Cluster 19 was composed by 56
IDs. They showed preference for several games (KR 17, S&E 64, TR 2, 6, 8, 3
and 5, and RfE 23, 26 and 27) and all zones. It was comprised by 0.5% of the IDs that attended this weekend.
This group showed no preference for S&E of CA zone and for information
store 62. As there are several games (7) with equal
frequency it can be inferred that in this cluster there are also a group of
people that follows a same tour.
Cluster 13 was composed by 79
IDs. They showed preference for KR games 16, 17 and 18, for TR Games 8, 81 and
5, and for RfE games 21, 22 and 27. It was comprised by 0.7% of the IDs that attended this weekend.

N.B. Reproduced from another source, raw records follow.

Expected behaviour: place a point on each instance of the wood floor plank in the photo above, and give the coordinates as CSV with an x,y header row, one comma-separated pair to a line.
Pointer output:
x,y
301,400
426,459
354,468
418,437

This group showed no preference for KR games 9, 10, 11 and 19, for TR games 1
and 2, for RfE games 29, 20, 23, 25, 26 and 28, for
S&E attractive 32 and 63, for food store 31, for restroom 49, and for
Information store 62. This group of people came to the park with children and,
as there are several games (5) with equal frequency, is
composed by a group of people that follows a same tour.
Figure 1. Selected clusters indicating the relative
attendance of their members to different games. Clusters 2, 5, 10, 11, 15, 17,
20, 14 are big clusters while clusters 3, 9, 19, 13 are small.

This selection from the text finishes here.